Budget: Since we indicated we want to certify 20 students and the vouchers are $25 each, the budget would be 20 students x $25/voucher = $500. (The maximum gift from this grant is $500)

Target Audience: The application then asks you to describe your “target audience,” your students. For this application, you should include the students' grade levels and the agriculture courses in which they are enrolled. For example: 20 senior agriculture students divided between the following courses: Ag Mechanics, Nursery Practices, Ag Welding and Animal Science.

Explain how this project will creatively engage students in a manner that encourages them to learn more about agriculture: This program is intended for students who are about to or intend to start their first job or internship. Many of the examples in the modules come from the field of agriculture. Statistically, young people are almost as likely to be injured in an agricultural job as they would in construction, which has the highest rate of injuries or death for young workers. The training received in this program goes hand in hand with the instruction students are receiving in their agriculture courses and should be their final step before entering the field.

How does this project provide a link between agriculture and education? This section is asking the grant writer to describe how this project links agriculture and education. Throughout the 10-hour program, students are directed to read, make judgments, draw conclusions, look for clues, and solve problems that they might encounter on the job. These are the same skills demanded in the SCANS Skills and the skills demanded in the new Common Core Standards.
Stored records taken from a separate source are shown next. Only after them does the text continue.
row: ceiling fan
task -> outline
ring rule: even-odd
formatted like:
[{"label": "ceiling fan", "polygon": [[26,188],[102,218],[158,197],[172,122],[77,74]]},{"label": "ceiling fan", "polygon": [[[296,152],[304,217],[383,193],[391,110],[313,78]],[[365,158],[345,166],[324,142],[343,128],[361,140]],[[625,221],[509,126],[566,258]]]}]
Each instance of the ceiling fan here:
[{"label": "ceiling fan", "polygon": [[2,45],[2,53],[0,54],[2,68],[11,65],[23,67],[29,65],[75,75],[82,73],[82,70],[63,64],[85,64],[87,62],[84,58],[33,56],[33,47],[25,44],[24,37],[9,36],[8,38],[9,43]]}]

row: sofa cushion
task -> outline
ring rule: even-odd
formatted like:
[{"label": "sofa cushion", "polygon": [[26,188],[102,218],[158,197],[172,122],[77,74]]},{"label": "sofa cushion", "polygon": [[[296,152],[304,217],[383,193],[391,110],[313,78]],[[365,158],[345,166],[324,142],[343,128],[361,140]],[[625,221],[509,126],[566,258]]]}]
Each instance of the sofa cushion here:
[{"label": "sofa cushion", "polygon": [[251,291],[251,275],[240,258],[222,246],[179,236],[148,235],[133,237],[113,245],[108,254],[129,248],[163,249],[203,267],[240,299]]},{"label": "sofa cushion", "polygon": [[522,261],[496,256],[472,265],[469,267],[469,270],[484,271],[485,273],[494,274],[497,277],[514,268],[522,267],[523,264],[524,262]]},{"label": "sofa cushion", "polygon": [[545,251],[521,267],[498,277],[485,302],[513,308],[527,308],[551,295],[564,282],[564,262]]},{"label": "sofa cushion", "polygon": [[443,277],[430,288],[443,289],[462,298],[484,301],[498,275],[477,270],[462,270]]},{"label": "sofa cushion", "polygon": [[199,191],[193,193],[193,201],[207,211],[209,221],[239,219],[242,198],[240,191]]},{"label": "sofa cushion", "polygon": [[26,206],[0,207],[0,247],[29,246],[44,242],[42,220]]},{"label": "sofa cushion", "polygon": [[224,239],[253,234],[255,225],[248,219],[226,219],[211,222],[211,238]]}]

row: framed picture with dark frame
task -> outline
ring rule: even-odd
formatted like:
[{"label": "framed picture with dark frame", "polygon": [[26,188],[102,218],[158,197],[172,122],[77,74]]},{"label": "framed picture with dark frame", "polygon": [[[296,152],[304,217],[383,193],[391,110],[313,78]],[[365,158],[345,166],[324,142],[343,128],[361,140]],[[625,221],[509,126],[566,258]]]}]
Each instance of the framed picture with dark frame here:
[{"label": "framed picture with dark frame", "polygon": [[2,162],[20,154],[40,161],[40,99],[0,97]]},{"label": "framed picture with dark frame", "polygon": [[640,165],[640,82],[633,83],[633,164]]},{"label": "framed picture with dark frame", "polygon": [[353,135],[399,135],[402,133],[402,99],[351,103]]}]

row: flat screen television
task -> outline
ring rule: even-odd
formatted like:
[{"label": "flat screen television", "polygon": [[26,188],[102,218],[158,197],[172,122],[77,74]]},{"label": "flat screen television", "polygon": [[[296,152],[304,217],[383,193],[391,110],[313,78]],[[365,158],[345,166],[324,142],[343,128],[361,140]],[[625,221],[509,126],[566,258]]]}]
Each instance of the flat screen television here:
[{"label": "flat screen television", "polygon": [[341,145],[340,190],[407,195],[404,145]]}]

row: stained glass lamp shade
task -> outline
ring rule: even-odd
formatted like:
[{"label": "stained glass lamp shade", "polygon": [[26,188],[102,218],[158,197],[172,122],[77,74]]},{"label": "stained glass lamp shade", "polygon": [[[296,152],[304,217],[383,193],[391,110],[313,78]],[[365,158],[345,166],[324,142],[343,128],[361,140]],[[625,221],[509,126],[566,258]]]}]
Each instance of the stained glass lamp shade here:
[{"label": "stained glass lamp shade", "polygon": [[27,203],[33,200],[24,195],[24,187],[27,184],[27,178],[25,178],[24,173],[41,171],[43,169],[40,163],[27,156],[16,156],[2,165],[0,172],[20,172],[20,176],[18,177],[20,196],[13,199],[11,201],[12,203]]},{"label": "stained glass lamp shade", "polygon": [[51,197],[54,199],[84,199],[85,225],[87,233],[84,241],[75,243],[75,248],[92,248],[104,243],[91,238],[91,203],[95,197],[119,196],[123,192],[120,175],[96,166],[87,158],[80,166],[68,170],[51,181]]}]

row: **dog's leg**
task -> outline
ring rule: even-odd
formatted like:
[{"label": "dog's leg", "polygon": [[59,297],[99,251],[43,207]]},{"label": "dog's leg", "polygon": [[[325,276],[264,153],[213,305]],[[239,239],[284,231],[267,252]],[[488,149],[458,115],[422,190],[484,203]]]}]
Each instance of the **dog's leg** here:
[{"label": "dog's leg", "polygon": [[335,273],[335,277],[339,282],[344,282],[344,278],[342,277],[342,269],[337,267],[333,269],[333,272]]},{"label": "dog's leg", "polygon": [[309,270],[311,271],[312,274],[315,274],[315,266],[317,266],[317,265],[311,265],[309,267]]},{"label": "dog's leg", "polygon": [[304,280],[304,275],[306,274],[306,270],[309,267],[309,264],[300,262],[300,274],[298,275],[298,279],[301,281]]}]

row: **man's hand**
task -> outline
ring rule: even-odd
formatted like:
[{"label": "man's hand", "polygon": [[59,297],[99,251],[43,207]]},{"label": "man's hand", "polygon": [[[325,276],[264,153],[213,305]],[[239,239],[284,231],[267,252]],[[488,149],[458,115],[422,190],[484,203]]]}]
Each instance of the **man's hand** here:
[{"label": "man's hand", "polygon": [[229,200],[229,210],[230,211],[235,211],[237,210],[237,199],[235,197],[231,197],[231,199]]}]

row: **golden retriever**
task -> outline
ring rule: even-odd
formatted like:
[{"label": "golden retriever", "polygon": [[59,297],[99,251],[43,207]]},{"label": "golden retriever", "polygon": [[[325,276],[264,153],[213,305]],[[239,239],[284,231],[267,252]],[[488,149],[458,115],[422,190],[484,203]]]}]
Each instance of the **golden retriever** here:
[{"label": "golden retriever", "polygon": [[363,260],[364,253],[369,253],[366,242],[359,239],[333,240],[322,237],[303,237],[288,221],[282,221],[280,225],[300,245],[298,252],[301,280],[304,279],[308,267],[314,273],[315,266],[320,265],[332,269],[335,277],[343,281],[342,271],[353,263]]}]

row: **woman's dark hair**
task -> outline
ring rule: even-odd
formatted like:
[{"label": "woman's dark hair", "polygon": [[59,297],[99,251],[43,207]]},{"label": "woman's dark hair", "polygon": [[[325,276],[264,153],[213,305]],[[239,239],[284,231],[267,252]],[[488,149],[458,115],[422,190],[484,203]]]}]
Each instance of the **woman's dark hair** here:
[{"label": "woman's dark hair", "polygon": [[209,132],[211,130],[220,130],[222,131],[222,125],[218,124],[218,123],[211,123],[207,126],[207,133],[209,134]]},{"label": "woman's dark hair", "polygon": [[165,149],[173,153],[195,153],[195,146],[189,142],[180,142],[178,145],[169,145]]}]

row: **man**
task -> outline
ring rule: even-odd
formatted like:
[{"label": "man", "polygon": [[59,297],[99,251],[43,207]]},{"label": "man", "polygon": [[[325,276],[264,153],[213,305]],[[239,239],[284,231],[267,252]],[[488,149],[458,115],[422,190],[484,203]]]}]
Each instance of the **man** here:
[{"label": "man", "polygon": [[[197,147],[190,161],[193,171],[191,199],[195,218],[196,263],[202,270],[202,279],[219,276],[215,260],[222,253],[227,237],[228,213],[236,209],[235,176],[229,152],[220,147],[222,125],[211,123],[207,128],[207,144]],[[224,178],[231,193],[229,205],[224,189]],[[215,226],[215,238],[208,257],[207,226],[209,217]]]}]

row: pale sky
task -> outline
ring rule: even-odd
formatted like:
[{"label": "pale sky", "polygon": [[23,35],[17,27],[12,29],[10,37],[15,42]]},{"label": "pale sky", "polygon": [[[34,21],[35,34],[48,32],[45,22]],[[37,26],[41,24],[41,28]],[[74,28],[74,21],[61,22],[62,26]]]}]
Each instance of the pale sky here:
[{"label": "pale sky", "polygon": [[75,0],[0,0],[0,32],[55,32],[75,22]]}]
Indicate your process for aligning the project with your state learning standards:This section is asking for you to state how this certification is aligned with the state learning standards. To address this alignment you should look at that section of your state Career and Technical Education (CTE) standards that deal with health and safety. This topic is probably addressed in each industry sector. In the California Career and Technical Education Model Curriculum Standards in the Agriculture industry sector under the Foundation Standards for Health and Safety it states the following:

6.0 Health and Safety: Students understand health and safety policies, procedures, regulations, and practices, including the use of equipment and handling of hazardous materials:

6.1 Know policies, procedures, and regulations regarding health and safety in the workplace, including employers’ and employees’ responsibilities.

6.2 Understand critical elements of health and safety practices related to storing, cleaning, and maintaining tools, equipment, and supplies.

6.3 Understand how to locate important information on a material safety data sheet.

6.4 Maintain safe and healthful working conditions.

6.5 Use tools and machines safely and appropriately.

6.6 Know how to both prevent and respond to accidents in the agricultural industry.

Students address each of the above standards as they progress through the various modules in the 10-hour OSHA certification.

Explain how this project would expand upon the current agricultural literacy efforts (additional grades, audiences, new subjects etc): This section is asking for the direct benefits for the students. This is right from the website.

By completing the CareerSafe OSHA 10-Hour General Industry training, students:

  • Develop a safety mindset and learn valuable skills for their future.
  • Know their worker rights, employer responsibilities, and how to file a complaint.
  • Receive a wallet card from the OSHA training institute (OTI) that demonstrates to employers that they have received safety training needed in the workplace.
  • Become more employable, gaining a competitive advantage in the job market.

Finally, after you have received and spend the funds, you should do an evaluation of the project or program. In this case, how many students enrolled in the program and how many completed. You should include a picture of the students holding up their OSHA cards. Send your program evaluation and picture of your satisfied students, along with a thank you card to the granting foundation, even if they don’t ask for it. After all, this will not be the last time you request funds from this organization. Remember, you are not just requesting funding to support your program you are building a relationship with community partners.